Der Kulturkampf wirkte sich auch auf die Verhältnisse in Lache aus, denn genau in der heißen Phase dieses politischen Kampfes verstarb der Pfarrer Ferdinand Meisner (1815-1875, Propst seit 1856). Da es den katholischen Priestern verboten war außerhalb ihres Kirchspiels seelsorgerisch tätig zu werden, saß sich Propst Robert Leo Veith aus Brenno gezwungen seinen Amtsbruder in seinem Kirchspiel, auf dem Friedhof in Brenno zu beerdigen. Ein Nachfolger konnte ebenfalls nicht bestellt werden, so wurde Lache von Schussenze aus mit verwaltet. Erst 1891 erhielt Lache wieder einen eigenen Priester, nämlich Johannes Fröhlich.


Den nächsten großen Einschnitt in der Geschichte Laches stellt der verlorene Weltkrieg dar. Zwar waren weder Lache noch Scharne und Weine von den polnischen Aufständischen erobert worden, aber der Krieg holte sie doch ein, denn das deutsche Militär war mit der von der Grenzkommission vorgenommenen Grenzziehung nicht einverstanden, denn das deutsche Röhrsdorf – direkt vor den Toren der Kreisstadt – kam zu Polen. In einer kleinen Grenzkorrektur wurden die Dörfer Weine und Scharne an Polen abgetreten und Röhrsdorf kam zu Deutschland. Damit war auch das Kirchspiel Lache geteilt. Die gut nachbarschaftlichen und verwandtschaftlichen Beziehungen wurden in der Zwischenkriegszeit auf eine schwere Probe gestellt, denn um von Scharne nach Lache zu kommen, mußte man über die Grenzstation Kaszczor (Altkloster) gehen, was einen Umweg von fast 20 km bedeutete.


Für Lache bedeutete die Grenzlage eine erhebliche und zwar unnatürliche Entwicklung. Viele Polen wollten lieber in ihrem Nationalstaat leben und optierten für Polen, d.h. sie tauschten ihre Höfe mit Deutschen, die nicht in Polen bleiben wollten. Somit kam es zu einem radikalen Bevölkerungsaustausch in Lache. Vor allem aus den großen deutschen Dörfern Mauche und Altkloster kamen viele Optanten, wie die Familien Starzonek, Seidel, Zboralski, Boving, Durek, usw. Diese waren alle katholisch, doch die Optanten aus der weiteren Provinz Posen waren evangelisch, so daß Lache nun erstmals einen größeren Bevölkerungsanteil nichtkatholischer Bevölkerung bekam. Staatlicherseits wurde für sie Ende der 20er Jahre eine eigene Kapelle in Lache gebaut. Man war bemüht, das Leben und Deutschtum in dieser Randlage zu stärken. Man findet diese Tendenz in vielen Bereichen des Lebens, es wurden Vereine gegründet, wie Musikvereine, Freizeitvereine oder kirchliche. So erhielt Lache 1929 eine eigene Caritasstation unter der Leitung von Schwester Oberin Sidora Kotzen von den Grauen Schwestern in Breslau.
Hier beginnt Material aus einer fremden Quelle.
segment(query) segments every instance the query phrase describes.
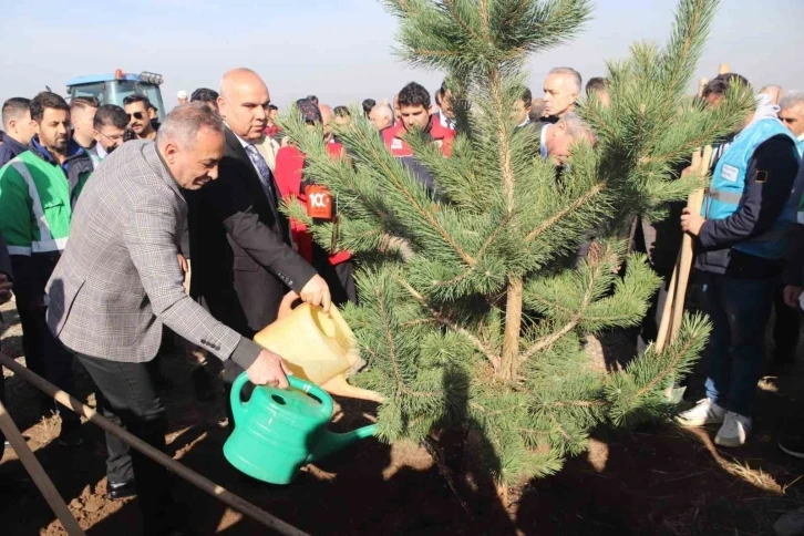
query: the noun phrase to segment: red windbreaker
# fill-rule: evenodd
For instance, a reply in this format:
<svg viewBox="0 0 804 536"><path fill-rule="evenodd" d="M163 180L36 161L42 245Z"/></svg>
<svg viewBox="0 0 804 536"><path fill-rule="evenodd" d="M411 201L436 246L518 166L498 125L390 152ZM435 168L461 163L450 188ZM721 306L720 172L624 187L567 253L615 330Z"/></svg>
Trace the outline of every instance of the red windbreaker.
<svg viewBox="0 0 804 536"><path fill-rule="evenodd" d="M340 158L346 155L343 145L340 143L328 143L327 152L330 157ZM301 182L303 179L305 155L297 147L288 145L277 153L276 171L274 178L279 187L279 193L284 199L296 196L298 203L307 206L307 192L301 192ZM308 233L307 226L301 221L290 218L290 233L293 236L293 243L301 255L308 261L312 260L312 236ZM349 251L338 251L329 256L332 266L339 265L351 259Z"/></svg>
Mit der Machtübernahme der Nationalsozialisten begann ein neuerlicher Kirchenkampf, dem auch in Lache zwei angesehene Bewohner zum Opfer fielen. Zum einen der Lehrer und Kantor Otto Grabs und der Pfarrer Johannes Nowak. Grabs mußte 1933 seine Stelle aufgeben und wurde aus politischen Gründen nach Kreutz (Ostbahn) strafversetzt. Ebenso erging es Pfarrer Nowak, der von dem Parteileiter Otto Neiß, dem evangelischen Gastwirt in Lache, angezeigt worden war, weil er etwas gegen die Staatsehe gesagt haben sollte. Nowak kam noch glimpflich davon und wurde ebenfalls nur strafversetzt (1938). Andere Priester bezahlten ihre Glaubenstreue in jener Zeit mit dem Leben.
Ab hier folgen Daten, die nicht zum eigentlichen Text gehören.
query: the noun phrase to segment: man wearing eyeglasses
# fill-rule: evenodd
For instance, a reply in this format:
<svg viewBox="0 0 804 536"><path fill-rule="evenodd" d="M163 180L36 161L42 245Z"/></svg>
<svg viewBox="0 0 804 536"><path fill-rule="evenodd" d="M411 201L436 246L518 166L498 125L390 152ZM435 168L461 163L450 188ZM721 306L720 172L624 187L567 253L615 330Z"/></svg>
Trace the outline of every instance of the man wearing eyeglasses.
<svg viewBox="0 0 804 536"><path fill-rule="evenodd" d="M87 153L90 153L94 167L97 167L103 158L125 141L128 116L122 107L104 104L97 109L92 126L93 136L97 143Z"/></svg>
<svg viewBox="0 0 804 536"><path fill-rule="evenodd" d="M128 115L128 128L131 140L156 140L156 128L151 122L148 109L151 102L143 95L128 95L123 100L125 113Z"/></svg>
Mit Kriegsbeginn 1939 begannen erneut die Leiden der Bevölkerung. Die Söhne, Väter und Brüder mußten in den Krieg ziehen und aus der Nachbarschaft wurden ihnen Polen – zwangsweise – als Landarbeiter zugewiesen. Die Begünstigten hatten Anweisung jeglichen engeren Kontakt zu ihnen zu meiden, denn Rassentrennung war oberstes Staatsziel. Viele haben sich aus christlichem Empfinden nicht daran gehalten, andere wiederum die Situation schamlos ausgenutzt und ihre Zwangsarbeiter unmenschlich behandelt. Zeiten wie diese fördern das Schlechte im Menschen, zumal wenn man den Schlechten die Macht überträgt. Die Hauptschuld daran trägt das Regime, aber der einzelne kann sich da nicht herausreden, denn vieles ist ohne direkte Not und Gefahr geschehen. Zu diesen Notzeiten gehören auch noch die Geschehnisse nach 1945 – nur mit umgekehrten Vorzeichen.
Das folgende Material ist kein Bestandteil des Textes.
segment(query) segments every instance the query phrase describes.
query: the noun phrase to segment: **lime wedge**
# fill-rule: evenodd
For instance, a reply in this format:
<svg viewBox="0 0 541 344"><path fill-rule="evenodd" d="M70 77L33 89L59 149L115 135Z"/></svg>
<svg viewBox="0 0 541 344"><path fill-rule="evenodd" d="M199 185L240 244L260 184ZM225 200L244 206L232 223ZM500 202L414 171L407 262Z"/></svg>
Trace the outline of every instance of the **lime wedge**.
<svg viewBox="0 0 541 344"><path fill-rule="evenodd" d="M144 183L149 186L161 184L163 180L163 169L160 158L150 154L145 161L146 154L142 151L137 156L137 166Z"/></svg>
Am 22.1.1945 kam der Befehlt zur „Evakuierung“ Laches, da die Region zum Kampfgebiet würde. Frauen, Kinder, Alte und Kranke mußten sich auf den Weg nach Lansitz (Lezyca) bei Grünberg (Zielona Góra) machen. Aus der Evakuierung wurde rasch eine Flucht und Vertreibung. Vorbildlich verhielt sich der aus dem Rheinland stammende Pfarrer Wilhelm Planzen, der seine Gemeinde auf der schweren Flucht stets voran begleitete, das Kreuz um die Brust tragend.


Von Lansitz aus ging es weiter gen Sachsen, nach Riesa, Mautitz und Taura, wo sich ein großer Teil der Lacher niederließ. Bürgermeister Josef Michalewitz, der bei einem Fliegerangriff umkam, hatte zuvor noch einen Ausweichraum bei Cottbus gefunden, wohin ein Teil der ehemaligen Bewohner von Lache zog, da hier noch nicht so viele Flüchtlinge waren.


Auch die Zeit nach 1945 beförderte unter der russischen Herrschaft das Schlechte der Menschen ans Tageslicht. Man ließ den Opfern des Krieges freie Hand zur Rache. Das was jedes Rechtssystem verbietet, war nur erlaubt und die Herrschenden ließen die Menschen gewähren. Opfer waren nun die Deutschen – aber nicht die Täter von einst, sondern andere, unschuldige, die nur das Pech hatten ebenfalls dem Tätervolk anzugehören.
Nur wenige Lacher Familien blieben 1945 in der Heimat und denen erging es sehr schlecht. Der evangelische Gustav Mertinke wollte nicht noch einmal seine Heimat verlieren und blieb in Lache. Er wurde mit seiner Frau von Polen erschossen. Das alte Ehepaar Ignaz Wojciechowski kam durch die Russen ums Leben.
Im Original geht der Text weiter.